Plus de 90 % des répondants déclarent percevoir au moins un bénéfice à la mise en place de pratiques durables.

La vaste majorité des répondants (93 %) déclarent percevoir au moins un bénéfice à la mise en place de pratiques durables. En ce sens, 73 % d’entre eux déclarent que leurs comportements responsables permettent de véhiculer une image plus positive qui engendre une meilleure acceptabilité sociale de l’entreprise. Plus de la moitié (56 %) observent aussi une hausse de l’intérêt et de l’appréciation de leur clientèle.  

Le secteur continue toutefois de faire face à des défis importants découlant d’un manque de ressources, qu’il soit de nature financière, temporelle, lié à la disponibilité de la main-d’œuvre ou aux connaissances internes. Neuf organisations sur dix déclarent ainsi s’être heurtées à au moins un obstacle à la mise en œuvre d’actions responsables. 

Priorisation des actions et mesures facilitantes

L’adoption de mesures durables est une pratique qui résonne auprès des clientèles touristiques. La grande majorité (90 %) des entreprises sondées perçoivent effectivement un intérêt de la part de leurs clients pour de tels produits et services. 

En phase avec les désirs des consommateurs, près de huit organisations sur dix déclarent que le niveau de priorité accordé aux actions durables est appelé à augmenter au cours des deux prochaines années.
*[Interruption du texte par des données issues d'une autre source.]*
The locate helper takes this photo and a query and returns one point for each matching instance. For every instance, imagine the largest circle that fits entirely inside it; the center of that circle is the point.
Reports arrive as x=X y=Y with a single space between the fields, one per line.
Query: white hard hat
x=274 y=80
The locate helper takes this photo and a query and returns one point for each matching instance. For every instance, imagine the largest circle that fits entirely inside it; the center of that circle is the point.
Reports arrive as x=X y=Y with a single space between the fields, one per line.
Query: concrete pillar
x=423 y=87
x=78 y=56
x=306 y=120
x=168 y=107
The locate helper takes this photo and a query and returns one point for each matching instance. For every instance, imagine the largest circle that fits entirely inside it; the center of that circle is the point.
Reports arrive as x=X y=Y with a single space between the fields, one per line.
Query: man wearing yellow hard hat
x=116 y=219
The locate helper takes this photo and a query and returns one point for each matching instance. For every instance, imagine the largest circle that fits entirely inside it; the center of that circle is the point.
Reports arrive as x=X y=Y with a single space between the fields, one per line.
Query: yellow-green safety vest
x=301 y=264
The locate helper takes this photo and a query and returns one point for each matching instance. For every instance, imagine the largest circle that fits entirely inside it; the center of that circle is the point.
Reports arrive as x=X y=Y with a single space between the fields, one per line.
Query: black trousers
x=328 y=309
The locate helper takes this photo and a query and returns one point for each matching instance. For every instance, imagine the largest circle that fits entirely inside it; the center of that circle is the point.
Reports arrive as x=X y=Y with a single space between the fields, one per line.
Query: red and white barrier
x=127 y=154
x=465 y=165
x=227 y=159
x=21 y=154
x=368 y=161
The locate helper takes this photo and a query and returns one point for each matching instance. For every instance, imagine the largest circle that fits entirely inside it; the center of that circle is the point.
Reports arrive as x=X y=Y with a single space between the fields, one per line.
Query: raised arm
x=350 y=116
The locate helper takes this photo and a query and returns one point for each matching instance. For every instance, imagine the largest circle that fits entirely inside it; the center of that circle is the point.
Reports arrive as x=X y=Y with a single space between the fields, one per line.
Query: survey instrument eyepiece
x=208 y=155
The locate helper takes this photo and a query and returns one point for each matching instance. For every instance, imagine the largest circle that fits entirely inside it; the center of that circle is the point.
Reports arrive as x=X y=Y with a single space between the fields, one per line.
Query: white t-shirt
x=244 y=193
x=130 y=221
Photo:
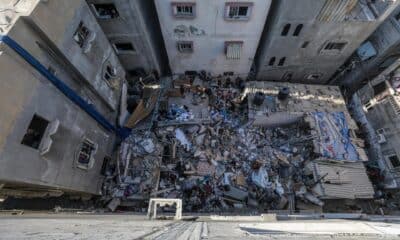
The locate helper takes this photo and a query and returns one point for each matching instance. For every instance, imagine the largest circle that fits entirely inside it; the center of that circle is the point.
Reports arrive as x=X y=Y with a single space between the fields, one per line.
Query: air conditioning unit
x=381 y=138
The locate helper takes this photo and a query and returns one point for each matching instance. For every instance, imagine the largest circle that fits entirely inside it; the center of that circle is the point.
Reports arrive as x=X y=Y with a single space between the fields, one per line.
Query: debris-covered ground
x=203 y=149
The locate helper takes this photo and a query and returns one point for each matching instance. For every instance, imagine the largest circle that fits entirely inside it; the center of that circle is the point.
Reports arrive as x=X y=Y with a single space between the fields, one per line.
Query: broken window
x=233 y=50
x=282 y=61
x=272 y=61
x=285 y=30
x=81 y=34
x=305 y=44
x=335 y=46
x=109 y=73
x=125 y=47
x=185 y=47
x=238 y=11
x=86 y=152
x=51 y=70
x=298 y=30
x=105 y=167
x=35 y=132
x=183 y=9
x=106 y=10
x=287 y=76
x=394 y=160
x=314 y=76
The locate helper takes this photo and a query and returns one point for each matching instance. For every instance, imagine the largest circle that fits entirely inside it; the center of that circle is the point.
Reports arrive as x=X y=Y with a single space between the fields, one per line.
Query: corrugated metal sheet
x=343 y=180
x=233 y=50
x=336 y=10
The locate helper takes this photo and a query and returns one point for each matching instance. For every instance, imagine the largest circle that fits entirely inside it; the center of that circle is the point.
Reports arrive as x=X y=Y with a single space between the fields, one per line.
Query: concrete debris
x=215 y=158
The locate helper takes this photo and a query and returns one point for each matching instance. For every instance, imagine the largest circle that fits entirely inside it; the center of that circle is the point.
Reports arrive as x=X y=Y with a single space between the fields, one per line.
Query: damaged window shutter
x=233 y=50
x=47 y=142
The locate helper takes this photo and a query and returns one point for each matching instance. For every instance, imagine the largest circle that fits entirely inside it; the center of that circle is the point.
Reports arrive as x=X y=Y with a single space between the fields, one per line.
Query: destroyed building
x=49 y=145
x=376 y=54
x=213 y=36
x=202 y=107
x=307 y=41
x=133 y=30
x=379 y=101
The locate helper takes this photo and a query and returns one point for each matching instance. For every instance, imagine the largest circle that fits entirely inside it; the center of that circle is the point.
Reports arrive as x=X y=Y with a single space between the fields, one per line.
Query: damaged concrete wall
x=386 y=41
x=135 y=23
x=307 y=57
x=25 y=93
x=209 y=30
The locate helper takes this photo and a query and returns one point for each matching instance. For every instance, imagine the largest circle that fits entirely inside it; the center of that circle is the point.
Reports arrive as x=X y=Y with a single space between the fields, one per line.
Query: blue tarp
x=335 y=138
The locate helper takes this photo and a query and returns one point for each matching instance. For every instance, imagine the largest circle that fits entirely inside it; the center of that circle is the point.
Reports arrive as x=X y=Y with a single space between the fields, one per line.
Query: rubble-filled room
x=224 y=145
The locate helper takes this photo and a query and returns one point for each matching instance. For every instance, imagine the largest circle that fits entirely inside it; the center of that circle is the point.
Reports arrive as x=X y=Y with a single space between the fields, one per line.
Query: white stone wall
x=209 y=30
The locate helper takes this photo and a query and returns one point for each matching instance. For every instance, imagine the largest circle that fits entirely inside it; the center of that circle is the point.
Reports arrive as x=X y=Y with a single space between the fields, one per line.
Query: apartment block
x=307 y=41
x=59 y=93
x=133 y=30
x=215 y=36
x=380 y=101
x=377 y=53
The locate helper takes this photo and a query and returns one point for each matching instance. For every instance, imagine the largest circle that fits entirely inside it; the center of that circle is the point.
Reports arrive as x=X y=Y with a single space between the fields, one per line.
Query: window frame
x=297 y=31
x=41 y=132
x=390 y=161
x=175 y=5
x=227 y=43
x=286 y=29
x=118 y=51
x=90 y=163
x=281 y=62
x=272 y=61
x=185 y=50
x=238 y=5
x=105 y=17
x=309 y=77
x=85 y=36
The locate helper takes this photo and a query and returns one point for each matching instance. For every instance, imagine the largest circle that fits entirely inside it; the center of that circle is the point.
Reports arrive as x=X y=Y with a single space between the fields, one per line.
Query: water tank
x=283 y=93
x=258 y=99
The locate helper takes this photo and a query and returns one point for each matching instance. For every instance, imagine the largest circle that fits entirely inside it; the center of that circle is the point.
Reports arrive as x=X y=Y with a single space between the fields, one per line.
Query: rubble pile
x=225 y=163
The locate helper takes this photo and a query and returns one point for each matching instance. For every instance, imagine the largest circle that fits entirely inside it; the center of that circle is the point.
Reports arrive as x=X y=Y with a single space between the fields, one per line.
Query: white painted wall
x=209 y=47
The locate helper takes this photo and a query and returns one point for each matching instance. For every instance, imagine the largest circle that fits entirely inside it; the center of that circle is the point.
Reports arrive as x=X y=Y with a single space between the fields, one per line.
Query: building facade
x=49 y=143
x=216 y=36
x=133 y=29
x=380 y=99
x=378 y=52
x=307 y=41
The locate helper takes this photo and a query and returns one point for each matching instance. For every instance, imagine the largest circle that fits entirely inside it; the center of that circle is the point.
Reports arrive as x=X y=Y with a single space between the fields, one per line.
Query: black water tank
x=258 y=99
x=283 y=93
Une entreprise sur trois traitera le développement durable comme une priorité, alors que 47 % le considéreront comme un projet parmi d’autres.  

Parmi les mesures susceptibles d’aider les sondés à multiplier leurs comportements durables, l’aide financière est de loin la plus plébiscitée (69 %). De plus, 44 % des organisations souhaiteraient bénéficier d’un partage d’informations sur les pratiques durables et leurs bénéfices pour améliorer les connaissances en interne.  
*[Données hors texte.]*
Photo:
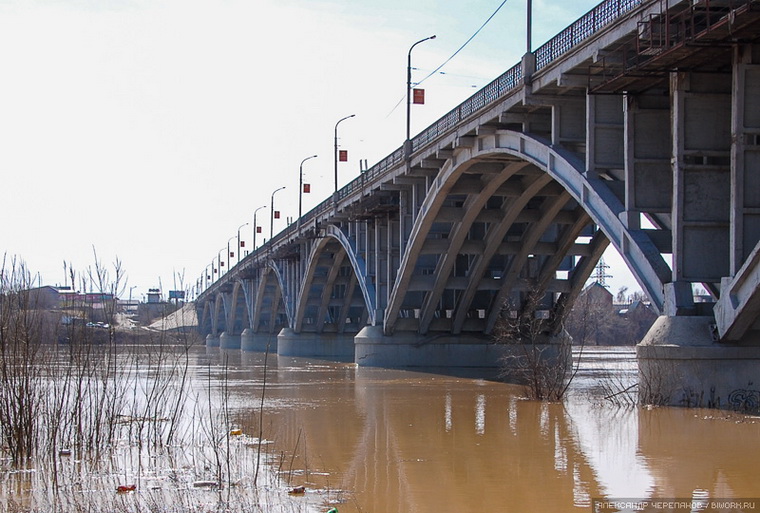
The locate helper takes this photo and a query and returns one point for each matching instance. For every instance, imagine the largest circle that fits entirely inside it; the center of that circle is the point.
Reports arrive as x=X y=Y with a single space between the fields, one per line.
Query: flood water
x=371 y=440
x=379 y=440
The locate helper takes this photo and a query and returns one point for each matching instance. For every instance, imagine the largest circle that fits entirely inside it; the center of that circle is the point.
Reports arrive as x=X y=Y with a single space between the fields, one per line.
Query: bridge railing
x=592 y=22
x=586 y=26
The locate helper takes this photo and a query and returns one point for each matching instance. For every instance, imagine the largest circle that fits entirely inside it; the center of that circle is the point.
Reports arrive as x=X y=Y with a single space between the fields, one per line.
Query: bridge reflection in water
x=392 y=440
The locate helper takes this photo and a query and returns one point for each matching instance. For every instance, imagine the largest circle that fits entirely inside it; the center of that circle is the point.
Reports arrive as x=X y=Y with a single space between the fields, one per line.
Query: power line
x=465 y=43
x=436 y=70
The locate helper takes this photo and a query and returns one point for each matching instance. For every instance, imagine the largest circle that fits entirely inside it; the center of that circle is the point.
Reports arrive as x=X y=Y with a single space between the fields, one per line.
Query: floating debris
x=205 y=484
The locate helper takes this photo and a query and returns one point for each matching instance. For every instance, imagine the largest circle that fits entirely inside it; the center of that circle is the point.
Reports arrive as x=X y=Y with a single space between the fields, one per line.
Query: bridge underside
x=645 y=136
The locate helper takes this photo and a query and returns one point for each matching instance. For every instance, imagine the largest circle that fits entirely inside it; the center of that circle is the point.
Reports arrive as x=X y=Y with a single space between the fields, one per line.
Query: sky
x=149 y=131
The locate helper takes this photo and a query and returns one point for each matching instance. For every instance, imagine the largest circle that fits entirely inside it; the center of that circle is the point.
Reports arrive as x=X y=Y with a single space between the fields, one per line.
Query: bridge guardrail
x=593 y=21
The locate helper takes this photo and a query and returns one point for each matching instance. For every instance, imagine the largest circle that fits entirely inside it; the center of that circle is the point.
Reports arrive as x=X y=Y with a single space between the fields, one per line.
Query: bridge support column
x=229 y=341
x=212 y=340
x=374 y=349
x=250 y=341
x=321 y=345
x=681 y=365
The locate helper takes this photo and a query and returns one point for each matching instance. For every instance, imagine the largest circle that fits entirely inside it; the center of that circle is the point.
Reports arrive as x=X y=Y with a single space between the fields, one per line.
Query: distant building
x=154 y=296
En somme, les entreprises touristiques québécoises ont une forte volonté de regarder dans la même direction et de prendre activement part à un tourisme plus conscientisé et respectueux des communautés et de l’environnement naturel. Cela dit, bien que le développement durable soit considéré comme une priorité, plusieurs défis restent à relever pour assurer la pleine réalisation de ce virage. 

Pour consulter le rapport détaillé de l’étude, cliquez ici.

Image à la une : Pexels

Cet article se retrouve dans le Cahier Tendances 2023 réalisé par l’équipe de la Chaire de tourisme Transat.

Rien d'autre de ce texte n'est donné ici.